Is the U.S. Building the Next Intifada?
Reported in Israel this week:
[Since 2007, the U.S. State Department] has invested $392 million in rehabilitating and training [Palestinian Authority] security forces ... more than $160 million to fund certain units of the security forces, $89 million for vehicles and nonlethal equipment, $99 million for the renovation or construction of PA security forces’ installations and $22 million in programs to increase the forces’ capacity. The State Department has requested an additional $150 million for 2011.
The forces are trained mainly in Jordan, and then deployed in the West Bank. U.S. Army Lieutenant General Keith Dayton, who has been in charge of this endeavor and is soon to be replaced by U.S. Air Force Major General Michael Moeller, said in May 2009:
With big expectations, come big risks. There is perhaps a two-year shelf life on being told that you’re creating a state, when you’re not.
He was clearly implying that the Palestinians were being trained for the purpose of becoming the security force of an imminent Palestinian state. Now, in July 2010, with PA Chairman Mahmoud Abbas refusing -- despite heavy Western pressure -- even to enter talks with Israel, the “big risks” Dayton referred to seem to be looming.
Indeed, as revealed by Israeli media outlets this week, Israel regards this whole enterprise as risky, whether or not a Palestinian state is on the way. Yoni Ben-Menachem, head of Israel Radio since 2003, said on Monday:
Israeli security forces show great suspicion toward the Palestinian security apparatus in the West Bank despite the fact that they battle Hamas and were trained by U.S. General Dayton. Israel assesses that a scenario of another armed intifada in the West Bank is possible and that the Palestinian security apparatus might act against the settlers and IDF soldiers.

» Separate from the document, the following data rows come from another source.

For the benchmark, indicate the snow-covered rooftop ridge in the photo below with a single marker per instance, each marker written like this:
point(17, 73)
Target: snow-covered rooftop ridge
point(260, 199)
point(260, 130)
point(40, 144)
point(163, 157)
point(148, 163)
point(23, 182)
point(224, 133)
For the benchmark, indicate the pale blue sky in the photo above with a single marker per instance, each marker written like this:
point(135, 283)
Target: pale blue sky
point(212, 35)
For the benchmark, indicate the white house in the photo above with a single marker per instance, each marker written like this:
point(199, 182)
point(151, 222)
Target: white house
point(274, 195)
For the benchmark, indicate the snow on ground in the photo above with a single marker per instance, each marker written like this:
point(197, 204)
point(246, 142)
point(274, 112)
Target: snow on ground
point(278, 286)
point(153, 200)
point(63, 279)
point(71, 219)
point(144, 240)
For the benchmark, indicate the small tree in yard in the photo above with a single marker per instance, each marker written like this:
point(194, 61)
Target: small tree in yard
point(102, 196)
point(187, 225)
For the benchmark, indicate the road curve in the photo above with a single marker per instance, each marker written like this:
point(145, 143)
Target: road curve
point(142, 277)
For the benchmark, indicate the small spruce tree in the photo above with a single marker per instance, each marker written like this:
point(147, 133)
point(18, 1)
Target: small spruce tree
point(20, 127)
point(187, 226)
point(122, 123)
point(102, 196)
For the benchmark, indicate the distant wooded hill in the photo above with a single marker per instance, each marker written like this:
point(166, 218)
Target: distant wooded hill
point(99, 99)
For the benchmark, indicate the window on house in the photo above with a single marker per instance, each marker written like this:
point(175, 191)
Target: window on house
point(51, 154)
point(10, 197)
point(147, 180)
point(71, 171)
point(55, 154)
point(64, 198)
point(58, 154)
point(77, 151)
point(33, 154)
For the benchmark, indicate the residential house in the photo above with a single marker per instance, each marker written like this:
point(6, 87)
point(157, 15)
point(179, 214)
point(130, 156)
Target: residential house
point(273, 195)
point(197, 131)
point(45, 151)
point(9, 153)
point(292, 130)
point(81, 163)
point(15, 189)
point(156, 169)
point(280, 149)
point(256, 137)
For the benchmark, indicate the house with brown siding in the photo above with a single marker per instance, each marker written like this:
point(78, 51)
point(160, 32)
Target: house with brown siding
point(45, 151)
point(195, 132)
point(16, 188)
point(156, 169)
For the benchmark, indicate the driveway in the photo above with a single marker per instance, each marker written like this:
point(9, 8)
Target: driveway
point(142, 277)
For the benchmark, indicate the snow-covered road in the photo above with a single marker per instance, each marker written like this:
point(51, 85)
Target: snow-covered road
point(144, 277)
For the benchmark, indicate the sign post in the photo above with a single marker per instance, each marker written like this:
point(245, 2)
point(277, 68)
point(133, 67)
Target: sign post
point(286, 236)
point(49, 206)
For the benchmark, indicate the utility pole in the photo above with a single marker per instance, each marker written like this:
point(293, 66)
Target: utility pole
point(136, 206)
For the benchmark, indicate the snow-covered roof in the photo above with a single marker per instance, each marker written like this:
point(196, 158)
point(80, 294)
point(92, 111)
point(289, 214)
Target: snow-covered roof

Ben-Menachem goes on to cite General Avi Mizrahi, head of Israel’s Central Command, saying in a speech last May at the national training center:
[The] IDF must also be prepared for an escalation in fighting against Palestinian security personnel trained in Jordan by U.S. General Dayton.
This is a trained force, better equipped by an American mentor, and the upshot is that at the beginning of combat, the price we pay will be higher. Such a force can close down a built-up area with four snipers, it’s deadly. It is no longer the gunmen of Jenin. It is an infantry force standing in front of us and we must take that into consideration.

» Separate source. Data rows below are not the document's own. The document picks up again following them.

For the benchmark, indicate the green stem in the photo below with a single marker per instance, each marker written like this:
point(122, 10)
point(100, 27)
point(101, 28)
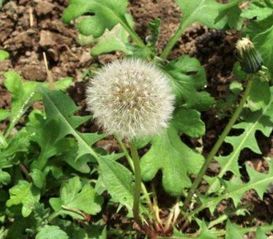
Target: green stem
point(218, 144)
point(131, 164)
point(137, 188)
point(167, 50)
point(133, 34)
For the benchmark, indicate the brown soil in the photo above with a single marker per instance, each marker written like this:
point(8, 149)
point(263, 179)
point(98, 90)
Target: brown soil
point(30, 29)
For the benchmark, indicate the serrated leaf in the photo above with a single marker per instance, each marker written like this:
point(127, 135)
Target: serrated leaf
point(203, 233)
point(4, 177)
point(175, 159)
point(202, 11)
point(188, 121)
point(49, 232)
point(114, 40)
point(118, 180)
point(59, 105)
point(76, 196)
point(107, 13)
point(235, 188)
point(24, 193)
point(17, 144)
point(254, 121)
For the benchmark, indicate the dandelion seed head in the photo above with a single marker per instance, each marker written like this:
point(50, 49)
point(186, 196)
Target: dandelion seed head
point(130, 99)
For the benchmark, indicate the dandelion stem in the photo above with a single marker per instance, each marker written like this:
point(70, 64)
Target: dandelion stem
point(131, 164)
point(218, 144)
point(137, 188)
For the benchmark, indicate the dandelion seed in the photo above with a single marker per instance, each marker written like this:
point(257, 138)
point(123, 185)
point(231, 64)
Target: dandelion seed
point(131, 99)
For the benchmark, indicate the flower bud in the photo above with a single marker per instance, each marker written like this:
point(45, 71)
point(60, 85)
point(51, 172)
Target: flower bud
point(250, 59)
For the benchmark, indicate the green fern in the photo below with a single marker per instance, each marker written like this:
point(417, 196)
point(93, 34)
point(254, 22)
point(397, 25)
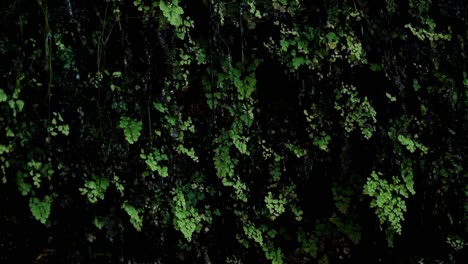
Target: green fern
point(131, 129)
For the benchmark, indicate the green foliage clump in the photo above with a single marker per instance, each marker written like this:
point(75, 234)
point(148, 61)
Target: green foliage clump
point(95, 188)
point(132, 129)
point(389, 198)
point(254, 119)
point(40, 208)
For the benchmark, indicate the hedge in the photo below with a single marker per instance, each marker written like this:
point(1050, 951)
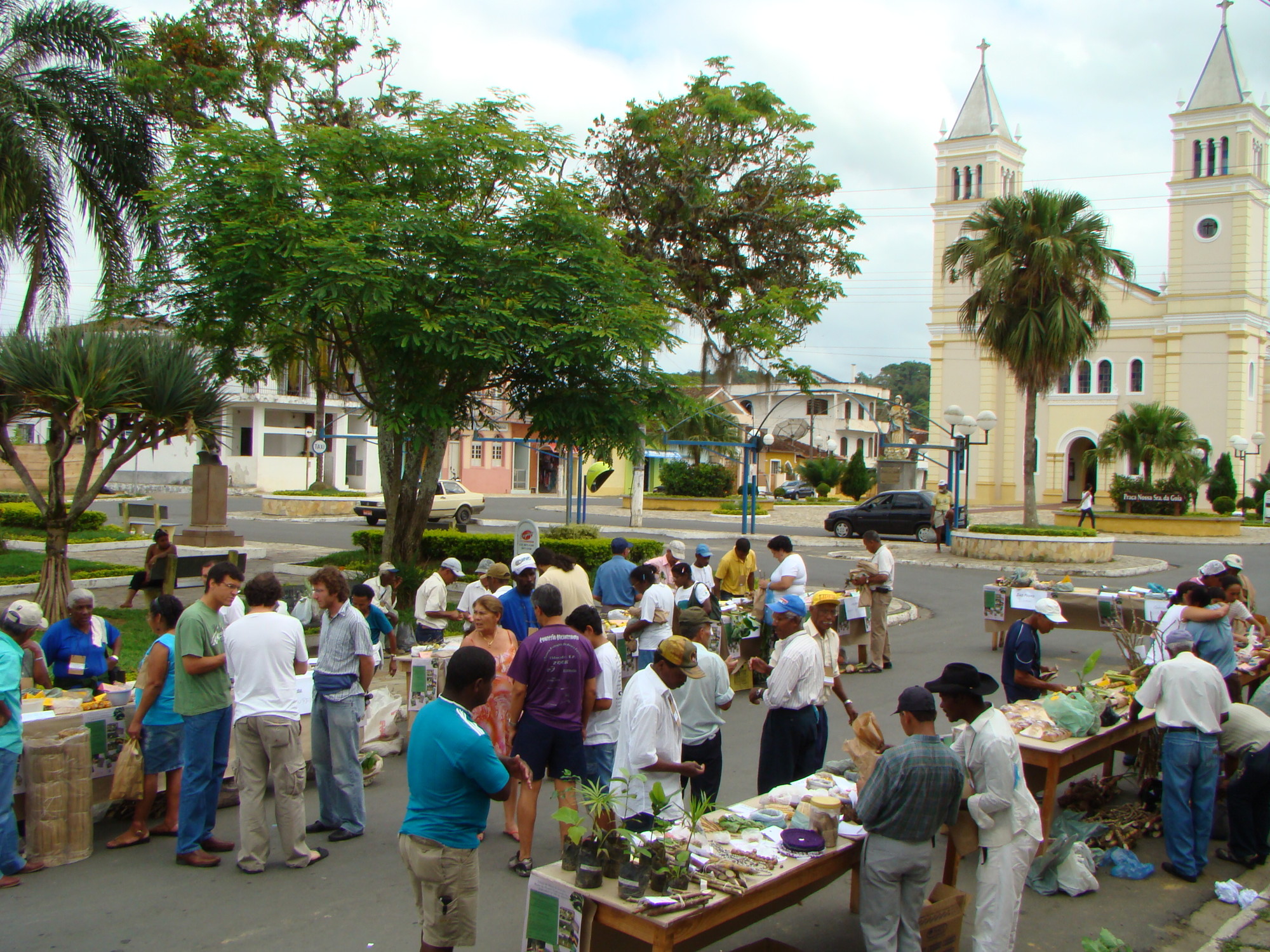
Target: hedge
point(26, 516)
point(1034, 531)
point(471, 548)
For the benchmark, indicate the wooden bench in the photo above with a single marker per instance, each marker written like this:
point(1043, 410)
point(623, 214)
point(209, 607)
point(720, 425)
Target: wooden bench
point(144, 515)
point(168, 573)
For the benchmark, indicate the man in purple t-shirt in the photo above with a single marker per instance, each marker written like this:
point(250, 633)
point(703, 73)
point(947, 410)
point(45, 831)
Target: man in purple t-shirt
point(553, 692)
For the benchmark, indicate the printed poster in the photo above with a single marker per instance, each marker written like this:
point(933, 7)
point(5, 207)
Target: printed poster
point(557, 917)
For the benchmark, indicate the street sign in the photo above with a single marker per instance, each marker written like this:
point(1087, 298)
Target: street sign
point(526, 538)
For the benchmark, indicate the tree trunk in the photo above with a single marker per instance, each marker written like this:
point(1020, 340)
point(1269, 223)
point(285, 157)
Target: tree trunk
point(55, 574)
point(1029, 460)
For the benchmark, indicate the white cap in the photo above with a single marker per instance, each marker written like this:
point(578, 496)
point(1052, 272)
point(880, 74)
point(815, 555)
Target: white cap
point(1050, 609)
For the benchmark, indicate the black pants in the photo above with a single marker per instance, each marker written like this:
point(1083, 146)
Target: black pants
point(709, 755)
point(787, 752)
point(1249, 803)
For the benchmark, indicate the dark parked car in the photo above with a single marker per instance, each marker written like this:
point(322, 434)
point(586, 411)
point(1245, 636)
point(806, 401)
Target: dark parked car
point(798, 489)
point(900, 513)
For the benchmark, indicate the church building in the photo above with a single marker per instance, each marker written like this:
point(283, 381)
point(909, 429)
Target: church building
point(1200, 343)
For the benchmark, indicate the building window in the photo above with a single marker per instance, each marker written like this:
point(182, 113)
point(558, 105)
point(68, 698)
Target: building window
point(1136, 376)
point(1084, 378)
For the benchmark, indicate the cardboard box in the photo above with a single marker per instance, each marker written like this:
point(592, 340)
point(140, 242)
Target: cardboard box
point(942, 920)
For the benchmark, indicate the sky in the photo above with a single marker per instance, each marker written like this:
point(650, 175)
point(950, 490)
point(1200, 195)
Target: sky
point(1090, 84)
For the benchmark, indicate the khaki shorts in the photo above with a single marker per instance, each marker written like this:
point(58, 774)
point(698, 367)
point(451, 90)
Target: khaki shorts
point(445, 890)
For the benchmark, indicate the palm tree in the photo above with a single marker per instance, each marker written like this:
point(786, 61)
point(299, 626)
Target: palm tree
point(67, 128)
point(1158, 436)
point(116, 394)
point(1038, 265)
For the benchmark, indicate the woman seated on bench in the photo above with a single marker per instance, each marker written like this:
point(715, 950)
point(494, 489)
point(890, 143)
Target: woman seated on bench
point(161, 549)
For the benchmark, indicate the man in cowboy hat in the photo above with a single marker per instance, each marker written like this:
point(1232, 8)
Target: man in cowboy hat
point(1003, 807)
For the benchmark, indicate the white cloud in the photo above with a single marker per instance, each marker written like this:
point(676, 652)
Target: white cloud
point(1090, 83)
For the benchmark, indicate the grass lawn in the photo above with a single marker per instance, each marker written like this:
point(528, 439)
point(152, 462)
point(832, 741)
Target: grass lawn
point(20, 567)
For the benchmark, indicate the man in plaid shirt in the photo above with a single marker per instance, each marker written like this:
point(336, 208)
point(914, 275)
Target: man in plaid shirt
point(915, 789)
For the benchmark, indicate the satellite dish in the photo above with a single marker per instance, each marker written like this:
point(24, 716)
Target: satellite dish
point(793, 430)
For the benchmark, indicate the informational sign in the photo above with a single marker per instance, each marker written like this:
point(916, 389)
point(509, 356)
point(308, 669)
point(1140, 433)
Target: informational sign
point(526, 539)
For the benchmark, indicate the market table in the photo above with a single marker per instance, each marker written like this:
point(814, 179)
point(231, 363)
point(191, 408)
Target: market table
point(613, 926)
point(1048, 764)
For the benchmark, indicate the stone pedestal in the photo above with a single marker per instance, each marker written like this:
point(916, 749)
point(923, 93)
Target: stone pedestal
point(209, 508)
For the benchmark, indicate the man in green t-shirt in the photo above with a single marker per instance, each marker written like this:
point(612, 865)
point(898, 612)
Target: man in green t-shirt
point(205, 703)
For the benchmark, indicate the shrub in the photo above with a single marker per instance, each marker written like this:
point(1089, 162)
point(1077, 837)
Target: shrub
point(26, 516)
point(472, 548)
point(1070, 531)
point(681, 479)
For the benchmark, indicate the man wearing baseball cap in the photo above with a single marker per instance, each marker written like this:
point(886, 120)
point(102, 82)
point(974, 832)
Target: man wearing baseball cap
point(519, 615)
point(650, 736)
point(1020, 659)
point(915, 789)
point(789, 744)
point(1001, 807)
point(431, 612)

Not surprisingly, another report on Monday -- this one by Barak Ravid in Israel’s left-wing daily Haaretz -- said:
A U.S. government watchdog has found that the Israeli government’s conduct in recent years -- including delaying the transfer to Palestinian security forces of AK-47 rifles, radios, vehicles, and uniforms -- hampers U.S. efforts to train those forces in the West Bank.
Ravid writes that the watchdog in question, the U.S. Government Accountability Office, claims the following:
Despite Israel’s demand that the Palestinians act against terrorist groups, Israel has rebuffed American efforts to train Palestinian forces in combating terror. ... For instance, a shipment [to the forces] of 1,000 AK-47s was approved by the Israeli government, but detained in customs. ... American officials told the accountability office that Israel was delaying the transfer of nonlethal equipment as well, and insists on deciding on a case-by-case basis whether equipment can be transferred to the PA.

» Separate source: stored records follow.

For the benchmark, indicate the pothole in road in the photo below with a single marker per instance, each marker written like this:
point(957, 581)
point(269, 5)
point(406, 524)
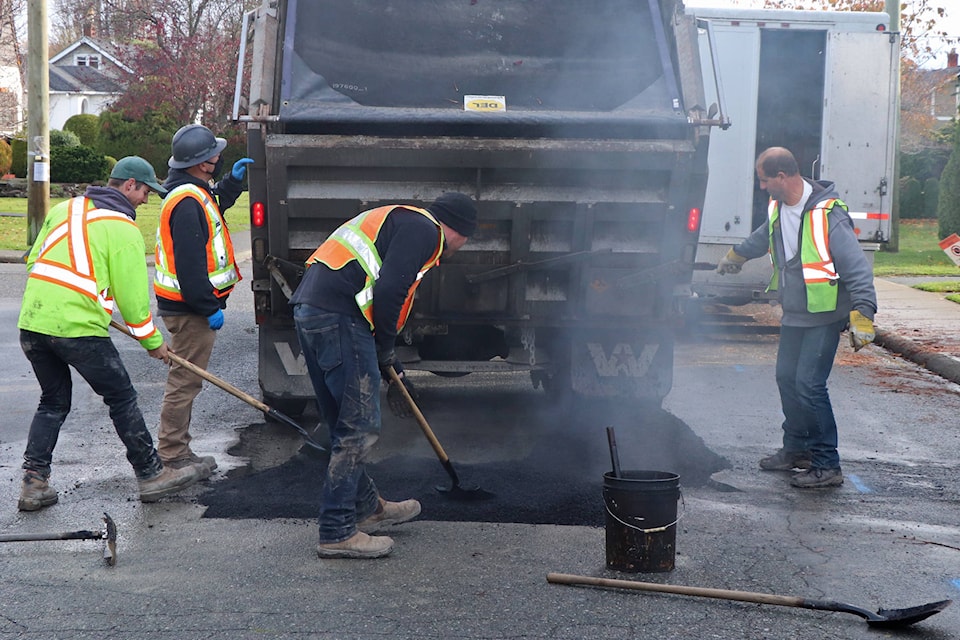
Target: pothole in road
point(559, 481)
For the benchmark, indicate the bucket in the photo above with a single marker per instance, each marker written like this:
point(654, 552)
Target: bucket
point(641, 520)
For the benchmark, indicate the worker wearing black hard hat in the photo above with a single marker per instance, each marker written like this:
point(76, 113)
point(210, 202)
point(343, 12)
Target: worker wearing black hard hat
point(195, 272)
point(354, 297)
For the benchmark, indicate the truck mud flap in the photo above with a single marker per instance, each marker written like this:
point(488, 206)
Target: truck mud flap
point(638, 367)
point(282, 369)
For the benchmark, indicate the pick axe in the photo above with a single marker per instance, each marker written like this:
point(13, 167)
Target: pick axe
point(108, 533)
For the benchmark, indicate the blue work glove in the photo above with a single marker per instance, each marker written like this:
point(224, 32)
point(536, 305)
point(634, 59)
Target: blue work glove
point(215, 320)
point(240, 168)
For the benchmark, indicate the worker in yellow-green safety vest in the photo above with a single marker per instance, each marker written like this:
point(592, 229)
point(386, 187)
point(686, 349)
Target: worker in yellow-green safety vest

What’s happening here? If the U.S. is investing so much in cultivating these fighters, why is Israel reportedly trying to foil the effort?
For one thing, Israel’s fears are well-founded in grim precedent.
In 1996, in the incident in Jerusalem known as the “tunnel war,” Palestinian policemen who had been armed by Israel turned their guns on Israeli soldiers and killed fifteen of them. On a much larger scale, Palestinian “security forces” took part in many anti-Israeli terror attacks in the second intifada. As recently as February 10 of this year, an Israeli soldier was stabbed to death in a terror attack by a PA police officer.
Also, the fact that the U.S.-trained PA forces are fighting Hamas -- to what extent and how effectively depends on which reports one reads -- does not mean these forces are Israel’s friends. The Fatah-run PA is in a deadly conflict with Hamas and doesn’t want it to take over the West Bank as it has taken over Gaza. The PA, however, remains mired in its own murderously anti-Israeli ethos that is hardly less vicious than that of Hamas. Considering that Israel is quite capable of quelling Hamas on the West Bank by itself, it is severely irresponsible for the U.S. to be training a PA force under such circumstances.
The Palestinian state that Prime Minister Benjamin Netanyahu says Israel could accept would have to be a demilitarized one. Yet even today, a top Israeli general describes the PA as having an “infantry force,” already casting the prospective state’s “demilitarization” in doubt.
And if, as seems very likely these days, that state is actually not going to arise soon, then General Dayton’s words about “big risks” and a short “shelf life” could prove all too prophetic as the well-trained but aimless forces seek a target for their new capabilities.